I heard this very piano concerto at the Cultural Centre during the Schumann Festival not so long ago when the soloist was the very young Chinese American Zhang Haoche. Their interpretation of the piano concerto was so different: with Zhang, it was nimble, quick, crisp powerful and flowing by turns. With Pires, its all delicacy, nuances and her very personal poetic feelings. Very different indeed. That's the magic of interpretation. Af first, I thought she lacked a little power at the fortissimo passages but when I learned that she is almost 70, that gave me a completely different view of her "power". Her power did not reside in the brute physical force of one's fingers on the key board of that percussive instrument but in that of her musical soul!
The concert however did not begin with her concerto. It started with Felix Mendelssohn's Overture in C, Op 101, often called the Trumpet Overture because of the prominent role given to that instrument, a kind of symphonic poem, full of power, grace and mystery.
The atmosphere after the intermission changes abruptly. It was time for Anton Webern's 5 movements for strings: a very personal piece he wrote first as a quintet in 1909 in memory of his mother who died 3 years previously. He only converted it into an orchestral piece some 20 years later for a string orchestra. I don't know why, listening to it, the image of Webern wandering with a candle in hand on a sleepless night, rummaging through the personal effects of his mother in the family cellar suddenly appeared in my mind. It appeared that the would be turning over a laced doll here, a fancy fan there, some old dresses, some yellowing black and white photograph with inexplicable noises suddenly making a brief appearance and as quickly disappearing, hoping somehow that doing so, the memory of his dear mother would become clearer. It felt as if any moment, a ghost or a spirit of his mother would appear behind the old discarded furniture there. I don't know what kind of feelings or impressions the music would produce in others. That's what I felt at the concert hall.
Our last piece of the evening was another one of Schumann's compositions, his Symphony No. 2 in C Op. 61 (1846) In this piece, the SCO seems to come into its own with a full array of its brass winds put to action.
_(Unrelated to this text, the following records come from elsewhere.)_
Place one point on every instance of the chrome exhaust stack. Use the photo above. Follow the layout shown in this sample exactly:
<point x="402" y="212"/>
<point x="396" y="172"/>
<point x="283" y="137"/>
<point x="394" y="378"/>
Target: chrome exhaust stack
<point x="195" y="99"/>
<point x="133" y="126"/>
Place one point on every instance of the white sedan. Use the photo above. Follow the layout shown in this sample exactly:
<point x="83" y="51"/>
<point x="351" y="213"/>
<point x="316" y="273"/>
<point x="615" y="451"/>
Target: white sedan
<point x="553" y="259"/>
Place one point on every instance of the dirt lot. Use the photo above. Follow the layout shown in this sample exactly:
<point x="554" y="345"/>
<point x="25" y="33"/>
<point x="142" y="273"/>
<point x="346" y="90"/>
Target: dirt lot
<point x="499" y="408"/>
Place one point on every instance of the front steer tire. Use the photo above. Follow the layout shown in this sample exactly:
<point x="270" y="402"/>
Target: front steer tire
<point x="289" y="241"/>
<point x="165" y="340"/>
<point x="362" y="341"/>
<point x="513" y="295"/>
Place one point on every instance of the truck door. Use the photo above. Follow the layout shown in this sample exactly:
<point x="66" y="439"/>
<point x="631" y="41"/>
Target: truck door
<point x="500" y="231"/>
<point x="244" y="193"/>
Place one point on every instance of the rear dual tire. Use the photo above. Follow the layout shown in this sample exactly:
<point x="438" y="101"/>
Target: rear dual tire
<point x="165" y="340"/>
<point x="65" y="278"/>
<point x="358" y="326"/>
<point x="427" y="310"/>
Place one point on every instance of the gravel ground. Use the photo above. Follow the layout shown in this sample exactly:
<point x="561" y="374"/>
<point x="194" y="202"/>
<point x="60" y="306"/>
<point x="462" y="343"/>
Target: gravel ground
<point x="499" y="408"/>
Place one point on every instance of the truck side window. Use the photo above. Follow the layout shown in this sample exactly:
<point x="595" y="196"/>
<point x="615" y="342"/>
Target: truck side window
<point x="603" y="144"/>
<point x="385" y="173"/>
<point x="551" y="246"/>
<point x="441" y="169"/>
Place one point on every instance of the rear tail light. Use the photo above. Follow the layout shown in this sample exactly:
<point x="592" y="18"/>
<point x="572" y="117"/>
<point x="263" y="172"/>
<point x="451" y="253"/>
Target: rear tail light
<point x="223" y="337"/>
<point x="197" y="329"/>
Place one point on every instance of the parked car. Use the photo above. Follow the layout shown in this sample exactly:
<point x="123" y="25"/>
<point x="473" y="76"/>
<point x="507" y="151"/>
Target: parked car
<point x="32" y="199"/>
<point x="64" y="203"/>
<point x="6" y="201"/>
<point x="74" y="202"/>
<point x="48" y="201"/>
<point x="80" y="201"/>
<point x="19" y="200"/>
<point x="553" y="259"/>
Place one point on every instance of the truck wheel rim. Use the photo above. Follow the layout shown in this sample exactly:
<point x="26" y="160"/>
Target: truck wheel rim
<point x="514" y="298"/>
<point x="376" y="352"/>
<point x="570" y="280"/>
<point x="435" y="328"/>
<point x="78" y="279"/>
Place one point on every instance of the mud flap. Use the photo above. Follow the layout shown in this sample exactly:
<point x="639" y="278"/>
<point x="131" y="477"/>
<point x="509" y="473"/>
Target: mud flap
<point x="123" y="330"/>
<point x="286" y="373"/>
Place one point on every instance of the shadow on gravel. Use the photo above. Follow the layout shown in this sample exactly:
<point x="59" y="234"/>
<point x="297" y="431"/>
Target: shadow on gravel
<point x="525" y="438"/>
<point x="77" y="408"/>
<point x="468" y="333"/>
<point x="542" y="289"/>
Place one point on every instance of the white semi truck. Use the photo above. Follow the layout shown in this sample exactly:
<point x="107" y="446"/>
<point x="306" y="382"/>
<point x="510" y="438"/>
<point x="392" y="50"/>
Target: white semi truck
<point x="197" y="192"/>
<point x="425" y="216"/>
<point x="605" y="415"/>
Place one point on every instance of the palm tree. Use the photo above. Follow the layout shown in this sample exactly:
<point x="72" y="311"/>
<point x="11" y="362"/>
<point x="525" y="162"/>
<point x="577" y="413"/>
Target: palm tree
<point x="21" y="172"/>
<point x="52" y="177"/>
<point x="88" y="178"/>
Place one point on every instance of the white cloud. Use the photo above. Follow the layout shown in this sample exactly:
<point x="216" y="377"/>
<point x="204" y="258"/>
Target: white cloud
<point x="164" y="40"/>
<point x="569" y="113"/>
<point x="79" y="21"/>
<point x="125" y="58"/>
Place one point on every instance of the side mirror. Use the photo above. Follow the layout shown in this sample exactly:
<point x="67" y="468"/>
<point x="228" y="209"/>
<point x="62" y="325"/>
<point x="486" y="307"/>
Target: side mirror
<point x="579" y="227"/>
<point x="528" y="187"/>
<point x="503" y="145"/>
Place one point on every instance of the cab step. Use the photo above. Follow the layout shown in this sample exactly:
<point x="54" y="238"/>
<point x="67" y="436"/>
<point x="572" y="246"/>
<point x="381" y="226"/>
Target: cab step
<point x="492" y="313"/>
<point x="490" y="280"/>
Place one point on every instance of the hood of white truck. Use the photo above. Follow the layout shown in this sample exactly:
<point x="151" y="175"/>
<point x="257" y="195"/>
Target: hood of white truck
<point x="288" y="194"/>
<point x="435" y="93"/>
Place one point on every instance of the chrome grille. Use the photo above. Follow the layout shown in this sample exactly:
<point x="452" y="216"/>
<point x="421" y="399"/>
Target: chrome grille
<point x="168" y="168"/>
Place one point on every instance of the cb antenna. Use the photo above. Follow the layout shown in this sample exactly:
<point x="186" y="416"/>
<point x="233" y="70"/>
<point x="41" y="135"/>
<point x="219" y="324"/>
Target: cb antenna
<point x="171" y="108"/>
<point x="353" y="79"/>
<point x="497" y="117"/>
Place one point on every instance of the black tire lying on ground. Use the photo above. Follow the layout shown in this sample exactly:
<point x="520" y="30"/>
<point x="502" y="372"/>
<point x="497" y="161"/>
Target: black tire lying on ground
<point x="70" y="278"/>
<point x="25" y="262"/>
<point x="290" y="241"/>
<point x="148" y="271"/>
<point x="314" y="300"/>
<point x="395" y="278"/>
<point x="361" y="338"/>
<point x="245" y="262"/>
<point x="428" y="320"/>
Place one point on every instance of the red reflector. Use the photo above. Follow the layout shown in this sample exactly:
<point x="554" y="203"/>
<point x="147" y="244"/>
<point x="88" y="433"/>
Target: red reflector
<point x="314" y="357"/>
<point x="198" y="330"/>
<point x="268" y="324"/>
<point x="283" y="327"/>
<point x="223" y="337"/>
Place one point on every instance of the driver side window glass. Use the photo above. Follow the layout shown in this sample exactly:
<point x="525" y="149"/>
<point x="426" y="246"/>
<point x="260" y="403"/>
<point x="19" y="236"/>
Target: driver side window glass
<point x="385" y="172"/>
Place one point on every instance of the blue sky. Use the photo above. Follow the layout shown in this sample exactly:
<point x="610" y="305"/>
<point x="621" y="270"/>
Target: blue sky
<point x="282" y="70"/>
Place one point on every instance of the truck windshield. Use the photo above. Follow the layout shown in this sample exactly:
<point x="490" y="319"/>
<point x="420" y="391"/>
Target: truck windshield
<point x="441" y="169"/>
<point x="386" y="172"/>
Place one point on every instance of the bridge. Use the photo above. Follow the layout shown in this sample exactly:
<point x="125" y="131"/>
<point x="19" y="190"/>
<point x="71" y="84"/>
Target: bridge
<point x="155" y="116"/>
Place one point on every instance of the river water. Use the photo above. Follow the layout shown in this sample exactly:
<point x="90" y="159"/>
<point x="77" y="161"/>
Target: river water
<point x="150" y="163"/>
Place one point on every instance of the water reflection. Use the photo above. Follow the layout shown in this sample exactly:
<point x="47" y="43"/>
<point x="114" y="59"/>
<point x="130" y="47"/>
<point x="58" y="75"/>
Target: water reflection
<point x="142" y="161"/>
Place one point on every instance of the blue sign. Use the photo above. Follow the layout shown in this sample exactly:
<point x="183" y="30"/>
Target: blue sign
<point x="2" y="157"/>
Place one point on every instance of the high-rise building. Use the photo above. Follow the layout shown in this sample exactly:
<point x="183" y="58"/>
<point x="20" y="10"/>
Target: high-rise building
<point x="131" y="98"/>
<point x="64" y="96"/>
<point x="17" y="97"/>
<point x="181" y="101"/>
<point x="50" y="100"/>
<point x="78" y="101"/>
In the earlier pieces, perhaps owing to the relatively small number of first and second violins, the cellos and double-basses seem to figure a bit too prominently in the overall texture of the orchestral sound, rendering it a bit "slow" and "sluggish" even in passages when the sound ought to be quick, crisp, sharp and choppy. This is a work in which Schumann was valiantly battling with his impending mental breakdown. One hears the dark forces at work in his psyche in his Adagio. But he came through and the symphony ended in a burst of triumphal sound.